Another string to Tyson’s bow, if you will, is the Ladies Music Pub collective she co-founded in 2015 with the former manager of Robyn’s Konichiwa Records, Hannah TW. As well as operating as an independent record label, it also offers community meetups and a support network for women and nonbinary people, addressing the challenges that still disproportionately impact them within the music industry. One such challenge? The lack of resources available for mothers who are also working musicians. On that subject, it’s hard not to be reminded of Cherry, who famously performed her hit “Buffalo Stance” on Top of the Pops while eight months pregnant—with Tyson.

Unsurprisingly, the issue is something she and Cherry have discussed at length. “I think I’m probably in the luckiest position you possibly could be [as] someone who’s just had a child, given my mum did the same thing and we’re in the same industry,” Tyson says. She recalls being at a music festival this summer and jumping on stage to perform a song, then breastfeeding next to the deck. She goes on: “Sometimes I am like, Am I mad? What am I doing? So I feel so lucky to have someone right there who’s done exactly the same thing.
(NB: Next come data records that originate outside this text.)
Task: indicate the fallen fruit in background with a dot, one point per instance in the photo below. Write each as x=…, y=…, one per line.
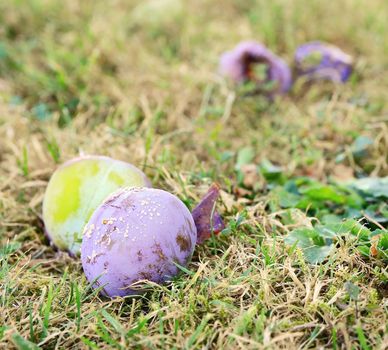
x=317, y=60
x=141, y=234
x=252, y=62
x=76, y=189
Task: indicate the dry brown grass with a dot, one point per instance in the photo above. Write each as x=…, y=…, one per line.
x=151, y=96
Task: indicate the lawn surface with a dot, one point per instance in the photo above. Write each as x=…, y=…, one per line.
x=98, y=77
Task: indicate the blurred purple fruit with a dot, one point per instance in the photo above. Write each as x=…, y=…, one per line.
x=317, y=60
x=250, y=61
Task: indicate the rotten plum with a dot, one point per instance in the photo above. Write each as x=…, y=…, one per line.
x=137, y=234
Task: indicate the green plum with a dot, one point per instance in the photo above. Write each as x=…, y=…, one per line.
x=76, y=189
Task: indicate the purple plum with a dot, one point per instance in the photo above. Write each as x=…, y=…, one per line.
x=320, y=61
x=250, y=61
x=137, y=234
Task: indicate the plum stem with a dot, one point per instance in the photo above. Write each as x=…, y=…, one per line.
x=206, y=218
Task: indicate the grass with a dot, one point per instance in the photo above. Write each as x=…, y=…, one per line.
x=91, y=77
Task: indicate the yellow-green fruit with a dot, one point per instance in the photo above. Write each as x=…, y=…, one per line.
x=76, y=189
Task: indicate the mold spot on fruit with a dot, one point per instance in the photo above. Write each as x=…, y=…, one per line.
x=183, y=242
x=139, y=255
x=158, y=251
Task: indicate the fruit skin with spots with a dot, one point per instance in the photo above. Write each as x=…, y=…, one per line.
x=137, y=234
x=76, y=189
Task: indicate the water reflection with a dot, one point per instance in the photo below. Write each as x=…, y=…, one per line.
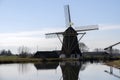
x=111, y=72
x=70, y=70
x=46, y=65
x=23, y=68
x=58, y=71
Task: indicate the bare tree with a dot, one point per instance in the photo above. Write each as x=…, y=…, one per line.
x=23, y=51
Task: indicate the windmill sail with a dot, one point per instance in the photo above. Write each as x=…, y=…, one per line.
x=86, y=28
x=67, y=16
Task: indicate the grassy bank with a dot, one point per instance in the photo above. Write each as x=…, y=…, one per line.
x=17, y=59
x=115, y=63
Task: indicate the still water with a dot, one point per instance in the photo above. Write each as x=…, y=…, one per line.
x=59, y=71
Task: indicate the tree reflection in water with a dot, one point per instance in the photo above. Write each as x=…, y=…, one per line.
x=70, y=70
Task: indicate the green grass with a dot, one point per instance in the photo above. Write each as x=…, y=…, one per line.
x=16, y=59
x=115, y=63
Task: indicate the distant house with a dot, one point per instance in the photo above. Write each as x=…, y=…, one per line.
x=46, y=54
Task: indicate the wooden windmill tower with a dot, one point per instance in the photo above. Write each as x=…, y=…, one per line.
x=70, y=42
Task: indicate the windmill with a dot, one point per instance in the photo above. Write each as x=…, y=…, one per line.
x=70, y=42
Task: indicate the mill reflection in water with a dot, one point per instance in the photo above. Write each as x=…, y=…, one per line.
x=70, y=70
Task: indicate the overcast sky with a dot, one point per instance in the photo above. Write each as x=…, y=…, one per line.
x=24, y=22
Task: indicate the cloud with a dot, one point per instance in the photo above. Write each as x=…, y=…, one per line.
x=109, y=27
x=30, y=39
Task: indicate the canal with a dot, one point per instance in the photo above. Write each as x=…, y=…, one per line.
x=59, y=71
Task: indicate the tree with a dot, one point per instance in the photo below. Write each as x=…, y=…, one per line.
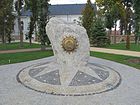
x=98, y=34
x=112, y=10
x=137, y=19
x=88, y=16
x=32, y=5
x=43, y=20
x=18, y=7
x=6, y=19
x=128, y=20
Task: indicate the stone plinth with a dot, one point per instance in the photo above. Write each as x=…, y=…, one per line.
x=70, y=72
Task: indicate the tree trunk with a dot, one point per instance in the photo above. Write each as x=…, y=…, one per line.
x=30, y=41
x=115, y=32
x=128, y=37
x=3, y=39
x=3, y=35
x=20, y=31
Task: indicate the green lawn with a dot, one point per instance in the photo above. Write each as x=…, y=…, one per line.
x=24, y=56
x=122, y=46
x=28, y=56
x=14, y=46
x=117, y=58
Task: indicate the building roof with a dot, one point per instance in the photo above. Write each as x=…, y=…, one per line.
x=63, y=9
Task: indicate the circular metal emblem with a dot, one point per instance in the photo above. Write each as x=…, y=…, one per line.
x=69, y=44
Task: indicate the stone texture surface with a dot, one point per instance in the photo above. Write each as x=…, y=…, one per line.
x=70, y=72
x=57, y=30
x=13, y=93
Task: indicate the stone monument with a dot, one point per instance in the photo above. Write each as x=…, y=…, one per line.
x=71, y=72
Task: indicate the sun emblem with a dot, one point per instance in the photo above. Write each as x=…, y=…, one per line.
x=69, y=44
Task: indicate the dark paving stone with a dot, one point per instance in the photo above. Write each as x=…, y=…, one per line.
x=82, y=78
x=50, y=78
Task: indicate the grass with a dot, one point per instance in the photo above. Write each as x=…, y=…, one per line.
x=14, y=46
x=117, y=58
x=24, y=56
x=28, y=56
x=122, y=46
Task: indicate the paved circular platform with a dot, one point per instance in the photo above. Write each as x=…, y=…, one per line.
x=127, y=93
x=89, y=80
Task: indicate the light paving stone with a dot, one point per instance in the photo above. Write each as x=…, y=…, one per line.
x=76, y=75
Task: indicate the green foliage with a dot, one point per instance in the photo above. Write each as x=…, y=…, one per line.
x=43, y=20
x=137, y=19
x=32, y=5
x=121, y=46
x=18, y=7
x=98, y=34
x=117, y=58
x=14, y=46
x=23, y=57
x=6, y=20
x=88, y=16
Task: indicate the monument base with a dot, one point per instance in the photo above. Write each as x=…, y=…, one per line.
x=46, y=78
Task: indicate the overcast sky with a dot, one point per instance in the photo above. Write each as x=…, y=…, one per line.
x=69, y=1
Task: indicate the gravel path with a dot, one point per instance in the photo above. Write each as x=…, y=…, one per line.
x=113, y=51
x=14, y=93
x=104, y=50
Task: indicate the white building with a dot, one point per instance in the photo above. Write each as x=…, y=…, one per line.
x=67, y=12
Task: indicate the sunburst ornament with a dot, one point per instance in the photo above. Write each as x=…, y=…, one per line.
x=69, y=44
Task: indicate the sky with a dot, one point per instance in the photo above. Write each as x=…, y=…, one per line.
x=69, y=1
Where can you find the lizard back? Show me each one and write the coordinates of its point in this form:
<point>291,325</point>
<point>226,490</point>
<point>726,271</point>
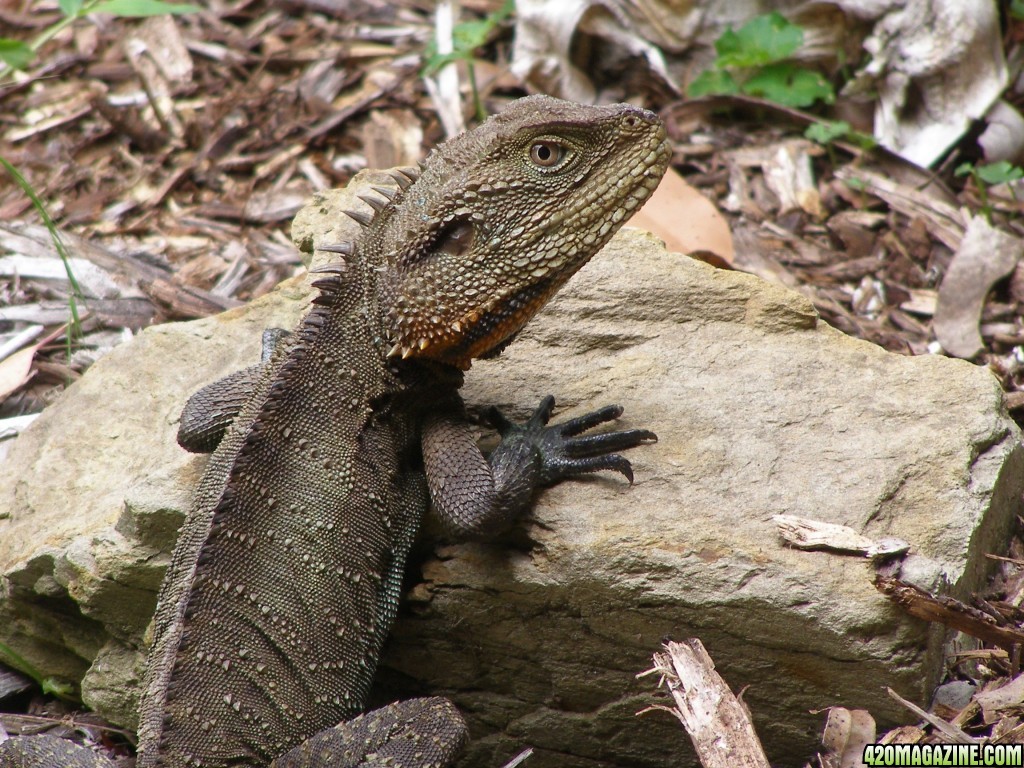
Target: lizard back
<point>278,604</point>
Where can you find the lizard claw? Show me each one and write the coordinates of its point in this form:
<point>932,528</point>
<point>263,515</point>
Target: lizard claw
<point>564,451</point>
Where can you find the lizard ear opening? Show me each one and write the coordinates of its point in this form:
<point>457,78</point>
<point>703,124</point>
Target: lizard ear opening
<point>456,240</point>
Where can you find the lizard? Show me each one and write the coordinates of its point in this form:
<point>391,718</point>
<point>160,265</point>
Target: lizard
<point>287,573</point>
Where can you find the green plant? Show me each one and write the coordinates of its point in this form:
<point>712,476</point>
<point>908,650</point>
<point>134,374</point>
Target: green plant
<point>75,326</point>
<point>752,60</point>
<point>985,176</point>
<point>826,131</point>
<point>49,685</point>
<point>467,37</point>
<point>16,54</point>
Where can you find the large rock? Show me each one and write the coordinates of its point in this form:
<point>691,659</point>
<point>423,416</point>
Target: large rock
<point>761,409</point>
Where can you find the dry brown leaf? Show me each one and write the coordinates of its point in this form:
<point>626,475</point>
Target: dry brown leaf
<point>847,733</point>
<point>985,256</point>
<point>15,371</point>
<point>685,219</point>
<point>995,700</point>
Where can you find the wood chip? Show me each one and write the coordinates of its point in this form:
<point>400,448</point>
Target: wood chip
<point>718,723</point>
<point>985,256</point>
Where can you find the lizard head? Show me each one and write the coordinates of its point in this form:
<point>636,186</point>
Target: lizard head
<point>503,215</point>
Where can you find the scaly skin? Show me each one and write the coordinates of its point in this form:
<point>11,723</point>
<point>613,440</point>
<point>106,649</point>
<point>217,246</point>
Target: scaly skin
<point>287,573</point>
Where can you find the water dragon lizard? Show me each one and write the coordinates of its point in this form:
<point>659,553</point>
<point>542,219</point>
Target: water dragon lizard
<point>288,569</point>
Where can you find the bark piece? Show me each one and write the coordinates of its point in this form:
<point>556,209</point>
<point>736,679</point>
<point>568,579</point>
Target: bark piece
<point>718,722</point>
<point>985,256</point>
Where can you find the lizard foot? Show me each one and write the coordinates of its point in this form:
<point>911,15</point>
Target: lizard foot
<point>565,452</point>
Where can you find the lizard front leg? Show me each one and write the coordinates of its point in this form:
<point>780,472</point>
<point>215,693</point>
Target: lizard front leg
<point>210,411</point>
<point>477,498</point>
<point>415,733</point>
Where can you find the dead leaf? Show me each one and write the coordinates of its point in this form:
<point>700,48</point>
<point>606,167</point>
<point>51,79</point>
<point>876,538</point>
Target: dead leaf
<point>985,256</point>
<point>15,371</point>
<point>847,733</point>
<point>994,701</point>
<point>685,219</point>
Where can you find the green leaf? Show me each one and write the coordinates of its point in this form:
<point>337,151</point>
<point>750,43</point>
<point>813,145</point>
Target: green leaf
<point>71,7</point>
<point>790,85</point>
<point>999,173</point>
<point>466,38</point>
<point>826,131</point>
<point>763,40</point>
<point>14,53</point>
<point>711,82</point>
<point>142,8</point>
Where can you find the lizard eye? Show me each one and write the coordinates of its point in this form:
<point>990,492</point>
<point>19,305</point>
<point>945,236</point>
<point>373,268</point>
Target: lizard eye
<point>547,154</point>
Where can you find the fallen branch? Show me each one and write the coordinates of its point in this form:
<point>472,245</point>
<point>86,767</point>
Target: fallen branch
<point>717,721</point>
<point>948,611</point>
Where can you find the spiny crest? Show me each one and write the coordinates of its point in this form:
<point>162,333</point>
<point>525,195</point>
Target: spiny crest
<point>406,176</point>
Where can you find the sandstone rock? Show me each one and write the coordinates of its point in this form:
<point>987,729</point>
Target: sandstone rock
<point>761,410</point>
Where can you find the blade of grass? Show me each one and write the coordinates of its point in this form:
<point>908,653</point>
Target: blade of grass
<point>75,329</point>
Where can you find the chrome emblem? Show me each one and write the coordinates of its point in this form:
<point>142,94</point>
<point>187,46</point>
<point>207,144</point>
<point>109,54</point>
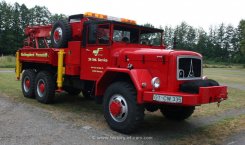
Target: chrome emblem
<point>191,72</point>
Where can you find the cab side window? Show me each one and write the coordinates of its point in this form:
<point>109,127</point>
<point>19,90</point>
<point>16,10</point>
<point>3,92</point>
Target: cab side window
<point>98,34</point>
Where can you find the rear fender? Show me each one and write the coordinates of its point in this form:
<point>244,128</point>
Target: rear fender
<point>136,76</point>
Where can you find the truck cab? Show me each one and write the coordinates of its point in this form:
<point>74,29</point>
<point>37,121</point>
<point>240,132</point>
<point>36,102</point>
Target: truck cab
<point>118,63</point>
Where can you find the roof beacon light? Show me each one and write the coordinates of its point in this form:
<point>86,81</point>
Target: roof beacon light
<point>101,16</point>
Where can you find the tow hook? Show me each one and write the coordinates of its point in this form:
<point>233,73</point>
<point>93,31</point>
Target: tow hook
<point>220,100</point>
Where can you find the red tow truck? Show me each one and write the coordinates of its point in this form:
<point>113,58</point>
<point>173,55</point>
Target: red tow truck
<point>118,63</point>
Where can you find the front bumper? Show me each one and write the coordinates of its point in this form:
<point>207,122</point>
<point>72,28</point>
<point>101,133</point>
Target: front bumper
<point>206,95</point>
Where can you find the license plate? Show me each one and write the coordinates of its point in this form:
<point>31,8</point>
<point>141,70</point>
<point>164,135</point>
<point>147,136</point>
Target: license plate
<point>167,99</point>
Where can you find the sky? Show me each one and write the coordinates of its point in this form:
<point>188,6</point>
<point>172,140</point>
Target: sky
<point>197,13</point>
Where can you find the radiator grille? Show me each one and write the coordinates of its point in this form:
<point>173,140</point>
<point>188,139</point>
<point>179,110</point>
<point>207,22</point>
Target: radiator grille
<point>189,68</point>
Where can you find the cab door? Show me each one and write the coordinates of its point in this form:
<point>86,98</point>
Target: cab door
<point>95,56</point>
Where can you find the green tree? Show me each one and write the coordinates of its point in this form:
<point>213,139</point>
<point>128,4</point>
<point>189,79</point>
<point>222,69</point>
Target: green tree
<point>241,31</point>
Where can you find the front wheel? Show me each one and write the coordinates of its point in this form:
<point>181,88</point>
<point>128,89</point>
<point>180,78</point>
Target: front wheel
<point>121,110</point>
<point>177,112</point>
<point>44,87</point>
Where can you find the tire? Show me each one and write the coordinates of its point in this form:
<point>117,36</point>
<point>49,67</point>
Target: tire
<point>44,87</point>
<point>121,110</point>
<point>72,91</point>
<point>28,83</point>
<point>60,34</point>
<point>178,113</point>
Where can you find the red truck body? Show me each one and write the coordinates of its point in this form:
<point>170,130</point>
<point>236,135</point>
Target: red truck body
<point>104,63</point>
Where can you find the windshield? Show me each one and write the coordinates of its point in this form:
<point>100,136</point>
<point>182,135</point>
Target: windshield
<point>139,35</point>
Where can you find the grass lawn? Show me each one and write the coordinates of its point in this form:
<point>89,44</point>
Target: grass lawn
<point>209,134</point>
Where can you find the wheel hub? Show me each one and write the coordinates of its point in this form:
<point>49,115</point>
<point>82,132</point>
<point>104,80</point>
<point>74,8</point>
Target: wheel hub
<point>118,108</point>
<point>57,34</point>
<point>28,83</point>
<point>115,108</point>
<point>41,87</point>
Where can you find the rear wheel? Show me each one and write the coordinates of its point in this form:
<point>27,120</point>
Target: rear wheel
<point>28,83</point>
<point>121,110</point>
<point>44,87</point>
<point>177,112</point>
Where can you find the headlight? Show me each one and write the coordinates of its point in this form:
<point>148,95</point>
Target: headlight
<point>155,82</point>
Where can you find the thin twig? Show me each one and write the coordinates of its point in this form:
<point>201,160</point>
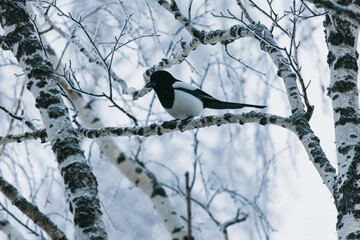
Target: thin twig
<point>188,203</point>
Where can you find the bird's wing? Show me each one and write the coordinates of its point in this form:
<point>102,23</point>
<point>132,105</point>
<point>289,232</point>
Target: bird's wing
<point>208,100</point>
<point>193,91</point>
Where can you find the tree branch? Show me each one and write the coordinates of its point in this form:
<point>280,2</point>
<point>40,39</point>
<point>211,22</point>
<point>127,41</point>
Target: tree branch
<point>30,210</point>
<point>80,183</point>
<point>348,13</point>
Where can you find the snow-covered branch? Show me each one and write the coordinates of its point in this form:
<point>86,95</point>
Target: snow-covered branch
<point>186,125</point>
<point>10,231</point>
<point>80,183</point>
<point>342,39</point>
<point>30,210</point>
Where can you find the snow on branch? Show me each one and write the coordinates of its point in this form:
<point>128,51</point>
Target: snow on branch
<point>349,13</point>
<point>257,31</point>
<point>30,210</point>
<point>80,183</point>
<point>186,125</point>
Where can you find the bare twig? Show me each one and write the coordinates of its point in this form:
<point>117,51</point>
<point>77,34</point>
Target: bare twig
<point>188,203</point>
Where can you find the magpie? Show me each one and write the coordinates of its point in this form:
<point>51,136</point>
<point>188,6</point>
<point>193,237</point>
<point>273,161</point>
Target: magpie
<point>183,101</point>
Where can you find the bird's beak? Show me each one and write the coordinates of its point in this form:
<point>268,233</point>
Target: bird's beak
<point>150,85</point>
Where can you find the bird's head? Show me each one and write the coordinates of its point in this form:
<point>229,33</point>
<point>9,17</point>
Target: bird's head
<point>160,79</point>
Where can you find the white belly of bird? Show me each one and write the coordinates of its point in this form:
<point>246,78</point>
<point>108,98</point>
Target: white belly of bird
<point>185,105</point>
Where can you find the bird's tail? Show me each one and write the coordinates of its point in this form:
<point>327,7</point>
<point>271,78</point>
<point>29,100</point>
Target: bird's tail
<point>229,105</point>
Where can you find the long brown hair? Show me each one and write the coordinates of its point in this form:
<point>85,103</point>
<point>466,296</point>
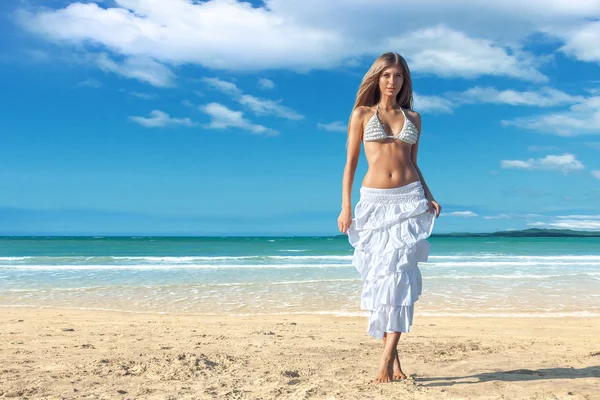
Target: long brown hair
<point>369,93</point>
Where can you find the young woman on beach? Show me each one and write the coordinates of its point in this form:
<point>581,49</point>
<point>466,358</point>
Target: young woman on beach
<point>396,210</point>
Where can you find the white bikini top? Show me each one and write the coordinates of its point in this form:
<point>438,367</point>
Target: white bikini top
<point>374,130</point>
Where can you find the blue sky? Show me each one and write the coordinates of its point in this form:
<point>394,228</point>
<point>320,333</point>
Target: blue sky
<point>227,118</point>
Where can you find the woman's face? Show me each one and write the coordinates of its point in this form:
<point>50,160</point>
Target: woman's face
<point>391,80</point>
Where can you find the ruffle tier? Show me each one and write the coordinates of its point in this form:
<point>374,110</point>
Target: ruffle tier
<point>389,235</point>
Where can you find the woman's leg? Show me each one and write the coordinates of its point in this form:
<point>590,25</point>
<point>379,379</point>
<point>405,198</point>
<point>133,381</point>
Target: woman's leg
<point>397,372</point>
<point>386,365</point>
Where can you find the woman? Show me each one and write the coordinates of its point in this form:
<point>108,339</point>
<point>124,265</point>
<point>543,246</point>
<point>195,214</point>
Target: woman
<point>396,210</point>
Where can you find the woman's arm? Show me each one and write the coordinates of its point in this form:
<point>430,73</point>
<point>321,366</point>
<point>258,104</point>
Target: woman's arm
<point>415,149</point>
<point>355,132</point>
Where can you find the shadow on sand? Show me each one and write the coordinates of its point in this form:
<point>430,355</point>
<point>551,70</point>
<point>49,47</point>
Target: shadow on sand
<point>512,376</point>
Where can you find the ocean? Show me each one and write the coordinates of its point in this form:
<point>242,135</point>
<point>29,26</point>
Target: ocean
<point>502,277</point>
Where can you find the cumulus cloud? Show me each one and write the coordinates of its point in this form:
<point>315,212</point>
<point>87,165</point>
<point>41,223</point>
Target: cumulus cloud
<point>266,84</point>
<point>432,104</point>
<point>223,86</point>
<point>582,117</point>
<point>336,126</point>
<point>435,36</point>
<point>161,119</point>
<point>269,107</point>
<point>539,148</point>
<point>565,162</point>
<point>544,97</point>
<point>141,68</point>
<point>257,105</point>
<point>91,83</point>
<point>466,214</point>
<point>223,118</point>
<point>581,42</point>
<point>499,216</point>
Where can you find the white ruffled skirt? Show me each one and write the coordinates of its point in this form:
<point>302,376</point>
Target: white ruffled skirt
<point>389,233</point>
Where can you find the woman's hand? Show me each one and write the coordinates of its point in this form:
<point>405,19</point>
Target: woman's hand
<point>344,220</point>
<point>434,207</point>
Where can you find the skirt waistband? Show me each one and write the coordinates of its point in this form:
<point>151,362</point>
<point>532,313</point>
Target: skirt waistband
<point>403,194</point>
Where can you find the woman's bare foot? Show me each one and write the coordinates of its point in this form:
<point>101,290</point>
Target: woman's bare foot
<point>385,369</point>
<point>397,374</point>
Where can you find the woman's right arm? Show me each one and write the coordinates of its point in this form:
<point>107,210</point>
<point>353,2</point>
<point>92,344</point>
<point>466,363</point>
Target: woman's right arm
<point>355,133</point>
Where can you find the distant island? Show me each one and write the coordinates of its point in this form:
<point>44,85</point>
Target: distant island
<point>524,233</point>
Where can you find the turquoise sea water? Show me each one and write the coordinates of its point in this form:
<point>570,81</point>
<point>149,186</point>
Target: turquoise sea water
<point>226,275</point>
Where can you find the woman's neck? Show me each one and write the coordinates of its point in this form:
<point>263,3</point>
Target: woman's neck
<point>388,103</point>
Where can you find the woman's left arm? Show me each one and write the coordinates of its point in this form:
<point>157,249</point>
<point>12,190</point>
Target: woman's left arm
<point>433,205</point>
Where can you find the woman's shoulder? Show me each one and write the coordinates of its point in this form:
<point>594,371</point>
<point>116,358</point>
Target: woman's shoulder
<point>412,113</point>
<point>363,111</point>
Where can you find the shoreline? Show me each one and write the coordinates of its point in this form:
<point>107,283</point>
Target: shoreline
<point>341,314</point>
<point>67,353</point>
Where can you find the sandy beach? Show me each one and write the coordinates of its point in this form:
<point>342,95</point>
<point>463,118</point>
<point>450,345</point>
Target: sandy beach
<point>81,354</point>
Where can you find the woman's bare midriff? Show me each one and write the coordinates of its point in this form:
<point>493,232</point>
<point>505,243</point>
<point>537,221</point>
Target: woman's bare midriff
<point>390,164</point>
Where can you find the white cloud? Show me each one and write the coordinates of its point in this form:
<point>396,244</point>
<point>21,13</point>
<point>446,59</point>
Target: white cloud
<point>144,96</point>
<point>450,53</point>
<point>336,126</point>
<point>581,42</point>
<point>435,36</point>
<point>223,118</point>
<point>565,162</point>
<point>92,83</point>
<point>138,67</point>
<point>499,216</point>
<point>544,97</point>
<point>223,86</point>
<point>539,148</point>
<point>582,117</point>
<point>424,104</point>
<point>266,84</point>
<point>467,214</point>
<point>269,107</point>
<point>257,105</point>
<point>161,119</point>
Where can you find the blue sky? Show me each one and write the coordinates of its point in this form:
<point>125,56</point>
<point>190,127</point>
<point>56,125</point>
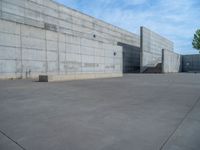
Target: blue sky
<point>174,19</point>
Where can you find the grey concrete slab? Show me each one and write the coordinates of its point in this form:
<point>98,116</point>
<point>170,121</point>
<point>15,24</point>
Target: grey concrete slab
<point>7,144</point>
<point>136,112</point>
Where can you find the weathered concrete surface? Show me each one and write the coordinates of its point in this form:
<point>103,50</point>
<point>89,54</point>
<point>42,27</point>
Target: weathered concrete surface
<point>171,62</point>
<point>44,37</point>
<point>151,45</point>
<point>137,112</point>
<point>191,63</point>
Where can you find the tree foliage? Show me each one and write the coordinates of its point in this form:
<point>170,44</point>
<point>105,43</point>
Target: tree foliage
<point>196,40</point>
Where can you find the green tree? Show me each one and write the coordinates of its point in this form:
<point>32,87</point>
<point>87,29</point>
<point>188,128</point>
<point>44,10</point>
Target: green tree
<point>196,40</point>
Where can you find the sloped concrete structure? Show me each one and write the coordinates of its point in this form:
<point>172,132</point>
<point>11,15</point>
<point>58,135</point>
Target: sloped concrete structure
<point>171,62</point>
<point>44,37</point>
<point>191,63</point>
<point>151,48</point>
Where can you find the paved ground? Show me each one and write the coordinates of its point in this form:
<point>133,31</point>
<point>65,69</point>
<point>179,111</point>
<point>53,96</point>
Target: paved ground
<point>136,112</point>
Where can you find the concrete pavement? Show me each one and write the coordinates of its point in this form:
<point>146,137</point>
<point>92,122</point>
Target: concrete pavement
<point>136,112</point>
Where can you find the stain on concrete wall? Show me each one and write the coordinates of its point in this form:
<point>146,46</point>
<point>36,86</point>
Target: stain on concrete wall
<point>44,37</point>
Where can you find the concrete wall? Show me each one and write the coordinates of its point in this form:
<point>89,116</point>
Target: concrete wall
<point>44,37</point>
<point>151,48</point>
<point>131,58</point>
<point>191,63</point>
<point>171,62</point>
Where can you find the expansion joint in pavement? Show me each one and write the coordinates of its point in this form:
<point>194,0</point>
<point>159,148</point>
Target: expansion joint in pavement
<point>4,134</point>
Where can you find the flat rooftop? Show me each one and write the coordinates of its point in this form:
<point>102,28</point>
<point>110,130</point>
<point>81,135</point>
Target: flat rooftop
<point>136,112</point>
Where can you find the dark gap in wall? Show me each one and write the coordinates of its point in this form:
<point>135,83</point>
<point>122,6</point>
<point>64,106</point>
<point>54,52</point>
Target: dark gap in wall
<point>131,58</point>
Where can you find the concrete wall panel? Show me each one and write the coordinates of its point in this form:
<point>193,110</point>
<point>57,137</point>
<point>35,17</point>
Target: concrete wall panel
<point>43,37</point>
<point>151,48</point>
<point>171,62</point>
<point>191,63</point>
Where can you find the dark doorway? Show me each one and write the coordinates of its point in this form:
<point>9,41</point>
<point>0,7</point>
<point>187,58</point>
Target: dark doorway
<point>131,58</point>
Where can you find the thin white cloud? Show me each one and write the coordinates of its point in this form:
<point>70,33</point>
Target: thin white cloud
<point>175,19</point>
She basically moved in in the beginning, helping us and just looking after me when I looked after the new baby. I’d like to, maybe at some point, record a conversation about motherhood with her—to just sit and talk to her about all of it.”

In the meantime, however, Tyson has plenty to be getting on with—not least continuing to build the visual world around the EP, for which she’s primarily collaborated with the creative duo Nothing Yet, and starting to think about bringing it to life on stage. “I haven’t played live for a really long time, so I’m a bit nervous,” she admits. But if there’s one thing she’s learned over the course of creating her latest—and best—body of work, it’s that artistic growth is born out of radical self-belief. On the song “Carousel,” which Tyson notes was the first track she wrote in which she felt everything clicking into place, she explored letting go of some of the more self-destructive habits that defined much of her 20s. “I think looking back now, in my mid-30s, and thinking about how other people tell me how to be, or how other people see me… maybe for the first time, it’s not feeling a need to change, or to apologize,” she says, breaking into a wide smile. “It’s just caring a little less, and feeling slightly more grown up—in a nice way.”